Deswegen ist es Zeit für einen Wechsel, weil Sie mit den Konzepten von vorgestern immer noch weitermachen wollen. Aber das kann nicht angehen.

(Jörg-Uwe Hahn (FDP): Ein bisschen überheblich!)

Dann haben Sie solche Institutionen wie die Hessen-Agentur aus dem Boden gestampft, die super wichtig sei für die nicht monetäre Wirtschaftsförderung. Das einzige Interesse an dieser Hessen-Agentur war, dort einem Koch-Kumpel einen honorablen Arbeitsplatz zu verschaffen, ohne zu schauen, was das Land braucht. Gerade im Bereich Regionalentwicklung/Wirtschaftsförderung gibt es unendlich viel zu tun. Solche Projekte so zu vergeben, das ist unglaublich.

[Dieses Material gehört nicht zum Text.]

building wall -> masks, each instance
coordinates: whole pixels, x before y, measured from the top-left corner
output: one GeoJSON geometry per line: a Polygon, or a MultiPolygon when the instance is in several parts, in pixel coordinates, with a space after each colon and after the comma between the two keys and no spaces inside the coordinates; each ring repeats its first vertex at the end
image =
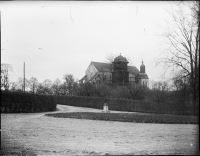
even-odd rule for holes
{"type": "Polygon", "coordinates": [[[88,69],[86,70],[87,80],[90,80],[97,72],[98,72],[97,69],[91,63],[89,65],[88,69]]]}
{"type": "Polygon", "coordinates": [[[149,79],[141,79],[140,84],[149,87],[149,79]]]}

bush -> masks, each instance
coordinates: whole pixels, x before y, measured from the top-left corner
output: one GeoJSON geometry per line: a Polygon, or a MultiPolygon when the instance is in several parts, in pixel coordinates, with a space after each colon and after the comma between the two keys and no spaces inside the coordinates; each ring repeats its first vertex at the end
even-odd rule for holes
{"type": "Polygon", "coordinates": [[[57,104],[103,109],[103,104],[108,103],[109,110],[144,112],[158,114],[182,114],[180,108],[173,104],[156,103],[141,100],[111,99],[102,97],[84,96],[55,96],[57,104]]]}
{"type": "Polygon", "coordinates": [[[1,90],[1,113],[43,112],[56,110],[52,95],[1,90]]]}

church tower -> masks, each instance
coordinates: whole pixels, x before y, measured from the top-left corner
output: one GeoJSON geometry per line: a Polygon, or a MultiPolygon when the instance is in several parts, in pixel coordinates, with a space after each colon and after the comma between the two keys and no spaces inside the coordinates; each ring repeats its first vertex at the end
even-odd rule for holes
{"type": "Polygon", "coordinates": [[[114,84],[128,84],[129,83],[129,72],[128,72],[128,61],[121,54],[114,59],[112,62],[112,83],[114,84]]]}
{"type": "Polygon", "coordinates": [[[149,78],[148,75],[145,73],[145,65],[140,65],[140,73],[137,75],[137,81],[139,84],[149,87],[149,78]]]}

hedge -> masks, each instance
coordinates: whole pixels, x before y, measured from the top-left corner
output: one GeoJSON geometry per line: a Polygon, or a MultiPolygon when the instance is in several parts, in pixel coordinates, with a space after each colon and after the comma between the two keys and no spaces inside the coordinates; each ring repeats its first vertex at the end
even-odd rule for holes
{"type": "Polygon", "coordinates": [[[191,114],[188,109],[186,112],[179,105],[155,103],[141,100],[111,99],[102,97],[84,97],[84,96],[55,96],[57,104],[89,107],[103,109],[103,104],[108,103],[109,110],[144,112],[158,114],[191,114]]]}
{"type": "Polygon", "coordinates": [[[52,95],[1,90],[1,113],[44,112],[56,110],[52,95]]]}

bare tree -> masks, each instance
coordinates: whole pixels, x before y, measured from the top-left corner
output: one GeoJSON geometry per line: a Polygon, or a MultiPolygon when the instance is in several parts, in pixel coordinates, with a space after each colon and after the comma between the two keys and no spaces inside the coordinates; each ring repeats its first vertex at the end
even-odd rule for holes
{"type": "Polygon", "coordinates": [[[9,72],[12,70],[13,68],[11,64],[1,64],[1,89],[9,89],[9,72]]]}
{"type": "Polygon", "coordinates": [[[183,2],[171,13],[173,23],[163,34],[169,47],[167,55],[157,61],[176,71],[176,78],[187,77],[194,110],[199,93],[199,5],[197,1],[183,2]]]}

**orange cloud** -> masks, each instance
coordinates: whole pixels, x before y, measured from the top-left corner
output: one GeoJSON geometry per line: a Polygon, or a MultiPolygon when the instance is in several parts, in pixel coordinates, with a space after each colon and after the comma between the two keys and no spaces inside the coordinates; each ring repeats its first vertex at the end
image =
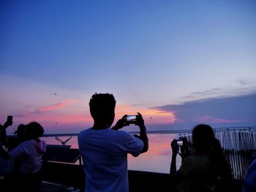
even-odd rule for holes
{"type": "Polygon", "coordinates": [[[53,110],[59,110],[60,108],[63,108],[63,107],[68,106],[68,105],[70,105],[70,104],[73,104],[76,102],[77,102],[77,101],[75,99],[66,100],[66,101],[64,101],[59,103],[59,104],[56,104],[43,107],[41,109],[39,109],[38,111],[39,112],[53,111],[53,110]]]}
{"type": "Polygon", "coordinates": [[[176,121],[173,112],[167,112],[157,109],[143,109],[134,106],[122,105],[116,108],[116,118],[121,118],[124,115],[132,115],[140,112],[144,120],[148,124],[173,123],[176,121]]]}
{"type": "Polygon", "coordinates": [[[228,120],[228,119],[220,119],[216,118],[211,116],[204,116],[199,118],[199,122],[200,123],[238,123],[238,122],[245,122],[243,120],[228,120]]]}

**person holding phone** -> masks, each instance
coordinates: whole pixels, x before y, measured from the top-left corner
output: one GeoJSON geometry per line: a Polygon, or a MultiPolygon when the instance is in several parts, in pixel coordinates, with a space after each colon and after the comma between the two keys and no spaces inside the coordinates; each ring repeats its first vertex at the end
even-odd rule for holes
{"type": "Polygon", "coordinates": [[[230,178],[231,169],[225,160],[219,141],[215,138],[212,128],[206,124],[196,126],[192,131],[194,151],[189,150],[189,142],[183,138],[183,145],[177,140],[171,142],[173,150],[170,174],[173,191],[210,192],[217,188],[219,178],[230,178]],[[181,147],[181,166],[176,170],[176,156],[181,147]]]}
{"type": "Polygon", "coordinates": [[[4,191],[39,191],[41,185],[42,156],[46,151],[46,144],[39,139],[44,133],[37,122],[26,125],[28,139],[11,150],[0,147],[0,155],[5,159],[20,160],[18,171],[10,178],[4,180],[4,191]],[[15,183],[15,184],[14,184],[15,183]]]}
{"type": "Polygon", "coordinates": [[[2,126],[0,124],[0,144],[4,145],[7,142],[7,132],[6,128],[12,125],[12,116],[7,116],[7,121],[2,126]]]}
{"type": "Polygon", "coordinates": [[[113,94],[95,93],[89,101],[94,119],[91,128],[79,133],[78,148],[86,174],[85,191],[129,191],[127,154],[138,156],[148,149],[148,141],[140,113],[135,125],[140,135],[118,131],[129,126],[124,115],[110,128],[115,118],[113,94]]]}

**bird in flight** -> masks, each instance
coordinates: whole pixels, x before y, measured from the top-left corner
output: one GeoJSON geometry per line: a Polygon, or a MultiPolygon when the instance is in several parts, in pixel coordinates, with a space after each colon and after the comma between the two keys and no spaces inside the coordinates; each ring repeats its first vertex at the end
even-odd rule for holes
{"type": "Polygon", "coordinates": [[[55,139],[56,139],[57,141],[59,141],[60,142],[61,142],[61,144],[63,145],[66,145],[66,142],[67,142],[69,140],[70,140],[71,137],[72,136],[71,135],[67,140],[65,141],[62,141],[61,139],[59,138],[59,137],[55,137],[55,139]]]}

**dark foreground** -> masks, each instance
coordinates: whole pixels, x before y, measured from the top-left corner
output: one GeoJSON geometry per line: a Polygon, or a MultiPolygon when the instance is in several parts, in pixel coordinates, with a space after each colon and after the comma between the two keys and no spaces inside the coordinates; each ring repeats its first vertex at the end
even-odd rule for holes
{"type": "MultiPolygon", "coordinates": [[[[168,174],[128,171],[129,191],[173,191],[172,178],[168,174]]],[[[45,182],[59,185],[42,184],[41,192],[84,191],[83,166],[77,164],[44,162],[42,176],[45,182]]],[[[217,192],[241,192],[242,180],[219,180],[217,192]]]]}

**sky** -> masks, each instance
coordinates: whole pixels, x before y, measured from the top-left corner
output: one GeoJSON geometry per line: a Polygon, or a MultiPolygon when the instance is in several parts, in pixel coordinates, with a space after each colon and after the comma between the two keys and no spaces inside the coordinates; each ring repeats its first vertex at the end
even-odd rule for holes
{"type": "Polygon", "coordinates": [[[110,93],[114,123],[256,126],[255,20],[253,0],[1,1],[0,123],[78,133],[110,93]]]}

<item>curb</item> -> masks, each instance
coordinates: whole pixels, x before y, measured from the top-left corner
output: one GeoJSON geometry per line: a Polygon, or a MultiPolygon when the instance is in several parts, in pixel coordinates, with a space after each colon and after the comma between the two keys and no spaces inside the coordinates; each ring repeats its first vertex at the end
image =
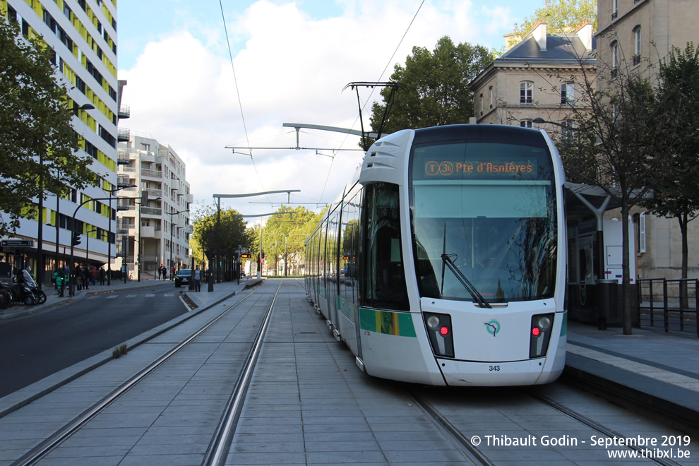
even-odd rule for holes
{"type": "MultiPolygon", "coordinates": [[[[261,283],[262,282],[262,280],[260,280],[260,282],[261,283]]],[[[122,288],[121,289],[123,290],[124,289],[122,288]]],[[[116,292],[116,291],[119,291],[119,289],[114,289],[113,291],[116,292]]],[[[183,293],[183,294],[184,294],[184,293],[183,293]]],[[[167,331],[169,331],[169,330],[174,328],[177,325],[179,325],[181,323],[184,323],[184,322],[186,322],[189,319],[191,319],[191,318],[193,318],[193,317],[195,317],[195,316],[201,314],[203,312],[205,312],[205,311],[208,311],[209,309],[210,309],[210,308],[212,308],[212,307],[213,307],[215,306],[217,306],[217,305],[220,304],[220,303],[223,302],[226,299],[230,299],[231,297],[232,297],[234,296],[235,296],[235,292],[234,291],[232,292],[230,294],[226,294],[224,297],[220,298],[217,301],[216,301],[215,302],[213,302],[213,303],[211,303],[210,304],[206,305],[205,307],[199,309],[198,309],[197,311],[196,311],[194,312],[187,312],[186,313],[182,314],[182,316],[181,316],[180,317],[175,318],[175,319],[173,319],[173,321],[170,321],[169,322],[167,322],[167,323],[162,324],[162,325],[161,325],[161,327],[162,327],[161,328],[158,328],[158,329],[155,330],[149,330],[148,332],[144,332],[141,335],[138,335],[136,337],[134,337],[131,340],[129,340],[129,341],[126,342],[126,343],[128,345],[128,346],[127,346],[128,350],[129,351],[131,351],[131,350],[141,346],[143,343],[146,343],[146,342],[149,342],[150,340],[153,340],[153,338],[155,338],[155,337],[156,337],[157,336],[160,336],[160,335],[162,335],[163,333],[166,333],[166,332],[167,332],[167,331]]],[[[78,297],[82,298],[82,297],[78,297]]],[[[88,363],[88,365],[87,366],[83,367],[80,371],[78,371],[77,372],[73,372],[73,373],[70,374],[66,374],[64,376],[64,378],[61,378],[60,380],[58,380],[58,381],[52,383],[48,387],[44,388],[43,388],[42,390],[40,390],[38,392],[35,392],[32,395],[31,395],[30,396],[28,396],[25,398],[23,398],[22,400],[18,400],[16,402],[13,402],[12,404],[9,405],[8,406],[7,406],[6,407],[5,407],[4,409],[0,410],[0,418],[4,417],[4,416],[6,416],[7,414],[10,414],[11,412],[12,412],[13,411],[16,411],[17,410],[18,410],[18,409],[20,409],[21,407],[23,407],[26,406],[27,405],[29,405],[32,401],[35,401],[35,400],[38,400],[41,397],[47,395],[48,393],[50,393],[51,392],[54,391],[54,390],[56,390],[58,388],[60,388],[61,387],[62,387],[62,386],[64,386],[69,383],[70,382],[72,382],[73,381],[76,380],[76,378],[79,378],[80,376],[83,376],[85,374],[90,372],[90,371],[92,371],[92,370],[94,370],[94,369],[100,367],[100,366],[103,366],[103,365],[106,364],[107,363],[109,362],[110,361],[112,361],[114,359],[114,357],[112,355],[112,350],[105,350],[104,352],[103,352],[103,353],[101,353],[100,354],[95,354],[95,356],[93,356],[90,359],[95,359],[95,361],[93,362],[88,363]],[[101,355],[101,354],[102,354],[102,355],[101,355]]],[[[81,363],[77,363],[77,364],[80,364],[81,363]]],[[[70,369],[70,368],[66,368],[66,369],[64,369],[64,371],[68,371],[69,369],[70,369]]],[[[56,374],[60,374],[60,372],[56,373],[56,374]]],[[[54,376],[55,376],[55,375],[56,374],[54,374],[54,376]]],[[[52,376],[49,376],[49,377],[52,377],[52,376]]],[[[39,383],[40,382],[41,382],[41,381],[39,381],[37,382],[35,382],[35,383],[39,383]]],[[[30,387],[32,386],[29,386],[30,387]]],[[[20,389],[20,390],[19,390],[19,391],[21,391],[22,390],[25,390],[26,388],[27,388],[20,389]]],[[[15,393],[18,393],[18,392],[15,392],[15,393]]],[[[8,395],[7,396],[8,397],[11,397],[13,395],[13,393],[11,393],[11,394],[8,395]]],[[[6,398],[6,397],[5,397],[5,398],[6,398]]],[[[0,399],[0,400],[1,400],[1,399],[0,399]]]]}
{"type": "Polygon", "coordinates": [[[699,430],[699,398],[686,388],[571,353],[566,354],[562,379],[612,402],[626,401],[699,430]]]}

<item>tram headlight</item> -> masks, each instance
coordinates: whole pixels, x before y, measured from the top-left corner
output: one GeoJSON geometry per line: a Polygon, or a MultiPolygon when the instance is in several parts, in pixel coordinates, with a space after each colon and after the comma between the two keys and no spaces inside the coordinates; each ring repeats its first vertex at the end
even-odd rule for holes
{"type": "Polygon", "coordinates": [[[427,326],[431,329],[439,326],[439,318],[434,314],[425,318],[425,321],[427,323],[427,326]]]}
{"type": "Polygon", "coordinates": [[[530,333],[529,357],[546,356],[551,340],[554,314],[537,314],[532,316],[532,326],[530,333]]]}
{"type": "Polygon", "coordinates": [[[435,356],[454,357],[454,337],[451,316],[432,312],[422,313],[427,328],[427,336],[435,356]]]}

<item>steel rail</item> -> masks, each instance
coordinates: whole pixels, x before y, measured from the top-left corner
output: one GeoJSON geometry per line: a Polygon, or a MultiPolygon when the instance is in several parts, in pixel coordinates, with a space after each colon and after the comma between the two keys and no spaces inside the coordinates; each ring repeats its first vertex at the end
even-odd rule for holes
{"type": "Polygon", "coordinates": [[[245,365],[238,376],[234,388],[228,398],[226,407],[223,412],[223,416],[216,427],[213,438],[209,444],[204,455],[204,460],[202,461],[202,466],[222,466],[225,464],[226,458],[228,455],[229,449],[233,440],[233,434],[235,433],[235,426],[240,417],[240,412],[243,409],[243,403],[245,401],[245,395],[250,385],[250,380],[252,378],[253,371],[257,364],[257,359],[260,355],[262,348],[262,343],[267,333],[267,328],[269,326],[270,321],[272,318],[272,313],[274,311],[274,305],[277,301],[277,294],[282,287],[281,281],[277,287],[277,290],[270,303],[270,307],[267,310],[267,314],[263,321],[260,329],[258,330],[255,341],[248,353],[245,365]]]}
{"type": "MultiPolygon", "coordinates": [[[[211,325],[216,323],[218,321],[228,314],[232,310],[233,310],[238,304],[243,302],[245,299],[250,297],[251,294],[255,293],[258,291],[257,289],[253,290],[247,296],[244,297],[240,301],[236,302],[230,307],[227,308],[224,312],[214,317],[213,319],[209,321],[207,323],[204,324],[198,330],[195,331],[193,333],[190,335],[186,339],[179,343],[177,346],[172,348],[169,351],[166,352],[165,354],[159,357],[157,359],[152,362],[145,369],[142,369],[140,372],[134,375],[130,379],[124,382],[123,384],[113,390],[110,393],[107,395],[100,401],[97,402],[92,406],[88,408],[83,411],[81,414],[75,417],[72,421],[69,422],[65,426],[59,429],[46,440],[42,441],[41,443],[34,447],[28,452],[22,455],[18,460],[15,462],[12,463],[12,466],[25,466],[25,465],[32,465],[37,461],[41,460],[47,454],[48,454],[52,450],[55,448],[62,442],[66,441],[68,437],[73,435],[76,431],[77,431],[80,427],[87,424],[90,419],[93,419],[95,416],[99,414],[105,408],[109,406],[112,402],[116,400],[120,396],[124,395],[125,393],[133,388],[136,384],[141,382],[143,378],[147,377],[148,375],[152,374],[155,369],[162,365],[171,357],[174,356],[180,350],[187,346],[191,343],[194,339],[198,337],[200,335],[206,331],[211,325]]],[[[275,294],[276,296],[276,294],[275,294]]]]}
{"type": "Polygon", "coordinates": [[[424,398],[418,395],[414,390],[405,387],[405,390],[410,395],[415,404],[427,415],[442,434],[449,439],[451,443],[474,465],[482,465],[483,466],[494,466],[495,463],[488,459],[483,452],[479,450],[471,443],[463,434],[456,428],[454,424],[450,422],[444,416],[439,412],[439,410],[432,406],[432,405],[424,398]]]}
{"type": "MultiPolygon", "coordinates": [[[[530,395],[534,398],[537,399],[538,401],[540,401],[544,405],[546,405],[547,406],[554,408],[558,412],[563,413],[566,416],[568,416],[568,417],[574,419],[578,422],[584,424],[590,429],[592,429],[597,431],[597,432],[599,432],[602,435],[609,437],[609,438],[614,438],[615,437],[617,438],[624,438],[626,437],[626,436],[623,435],[611,429],[609,429],[609,427],[607,427],[596,421],[593,421],[592,419],[585,416],[583,416],[579,412],[576,412],[575,411],[573,411],[570,408],[566,407],[563,405],[561,405],[560,403],[554,401],[553,400],[549,398],[548,397],[546,397],[539,393],[534,393],[531,391],[530,392],[530,395]]],[[[638,452],[643,451],[645,449],[643,448],[638,447],[635,445],[623,445],[621,446],[626,447],[629,450],[633,450],[634,451],[638,451],[638,452]]],[[[679,466],[679,463],[675,462],[671,460],[664,460],[662,458],[649,458],[649,457],[645,457],[645,459],[648,460],[649,461],[652,461],[652,462],[655,462],[656,464],[662,465],[662,466],[679,466]]]]}

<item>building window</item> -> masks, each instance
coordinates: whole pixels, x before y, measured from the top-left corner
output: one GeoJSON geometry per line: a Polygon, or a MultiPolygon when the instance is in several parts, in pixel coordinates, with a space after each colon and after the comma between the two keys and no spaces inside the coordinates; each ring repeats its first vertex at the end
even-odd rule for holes
{"type": "Polygon", "coordinates": [[[563,122],[563,127],[561,129],[562,138],[568,142],[573,141],[575,134],[575,122],[573,120],[566,120],[563,122]]]}
{"type": "Polygon", "coordinates": [[[520,83],[520,103],[534,103],[534,83],[532,81],[520,83]]]}
{"type": "Polygon", "coordinates": [[[640,35],[640,26],[636,26],[633,28],[633,64],[638,65],[640,63],[640,52],[641,52],[641,35],[640,35]]]}
{"type": "Polygon", "coordinates": [[[572,104],[575,99],[575,88],[573,83],[563,83],[561,85],[561,103],[572,104]]]}

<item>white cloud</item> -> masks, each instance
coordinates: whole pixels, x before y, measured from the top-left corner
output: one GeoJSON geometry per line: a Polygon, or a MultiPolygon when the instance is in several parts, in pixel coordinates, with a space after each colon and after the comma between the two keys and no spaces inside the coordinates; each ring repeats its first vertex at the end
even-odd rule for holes
{"type": "MultiPolygon", "coordinates": [[[[256,147],[294,147],[296,135],[282,127],[285,121],[350,127],[356,121],[357,103],[354,91],[342,92],[347,83],[378,80],[387,64],[381,78],[388,80],[393,64],[404,63],[413,46],[431,49],[443,35],[455,42],[477,43],[482,28],[488,27],[480,24],[470,1],[426,2],[389,63],[420,1],[338,3],[342,16],[313,20],[294,3],[260,0],[227,24],[229,32],[245,38],[235,42],[244,47],[233,54],[246,135],[228,50],[220,42],[222,25],[218,32],[204,36],[201,31],[173,31],[150,42],[131,69],[120,70],[119,78],[129,81],[123,103],[131,107],[124,126],[172,145],[187,164],[196,200],[209,203],[215,193],[257,192],[263,186],[301,189],[292,202],[316,202],[328,179],[322,201],[331,202],[361,153],[341,152],[331,160],[313,151],[256,150],[256,170],[249,157],[225,146],[245,146],[249,140],[256,147]]],[[[369,92],[362,90],[363,100],[369,92]]],[[[378,98],[375,91],[371,100],[378,98]]],[[[364,114],[367,125],[370,104],[364,114]]],[[[300,145],[335,148],[344,143],[344,148],[357,148],[357,140],[305,130],[300,145]]],[[[270,211],[249,201],[227,205],[244,213],[270,211]]]]}

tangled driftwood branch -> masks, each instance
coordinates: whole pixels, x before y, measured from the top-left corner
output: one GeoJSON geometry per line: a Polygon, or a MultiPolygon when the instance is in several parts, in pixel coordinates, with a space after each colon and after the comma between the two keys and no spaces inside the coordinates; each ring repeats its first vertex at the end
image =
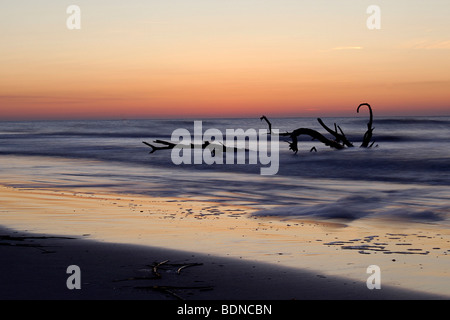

Wir brauchen eine Kultur der Förderung von Selbstständigkeit, von Wissenstransfer. Da sagt selbst die IHK, dass es in Hessen so nicht weitergehen kann. Sie haben dort keine Stärken. Sie können das nicht, und Sie haben keine Konzepte für intelligente und kleinteilige Lösungen. Deswegen brauchen wir einen Wechsel in Hessen.

(Elisabeth Apel (CDU): Wohin? – Zuruf des Abg. Michael Boddenberg (CDU))

– Das habe ich Ihnen gerade erklärt. Wir haben seit Jahren ein Programm für Nordhessen.

Schauen wir noch das Thema Beberbeck an. Da wollen Sie auch wieder ein Projekt aus dem Boden stampfen, das seelenlos bleibt, weil man es an jedem beliebigen Platz der Welt so bauen könnte.

(Michael Boddenberg (CDU): Aber wir sind froh, dass wir es haben!)

Wir sind nicht dagegen, dass dort etwas entsteht; denn wir brauchen dort Arbeitsplätze und Regionalentwicklung. Aber wir wollen dort ein Projekt, das sinnvoll mit der Region verbunden ist. Da kann ich nur darauf zurückkommen: Wir müssen auf die Stärken schauen, die es in den Regionen gibt. Dort gibt es z. B. auch viel an Natur, was man dafür nutzen könnte. Aber auch beim Naturpark Kellerwald haben wir Sie jahrelang zum Jagen tragen müssen.

(Beifall bei dem BÜNDNIS 90/DIE GRÜNEN)

Präsident Norbert Kartmann: Frau Kollegin, Ihre Redezeit ist zu Ende.

Deswegen wird es Zeit, dass sich da etwas ändert.

(Elisabeth Apel (CDU): Was denn?)

Wir wollen im Wirtschaftsbereich ein modernes, ein gerechtes, ein ökologisches und ein nachhaltig wirtschaftendes Hessen in einer globalisierten Welt. Herr Wagner, Sie haben es dankenswerterweise zitiert. Wir wollen es, aber wir glauben, Sie können es nicht.

(Beifall bei dem BÜNDNIS 90/DIE GRÜNEN)

Präsident Norbert Kartmann: Vielen Dank.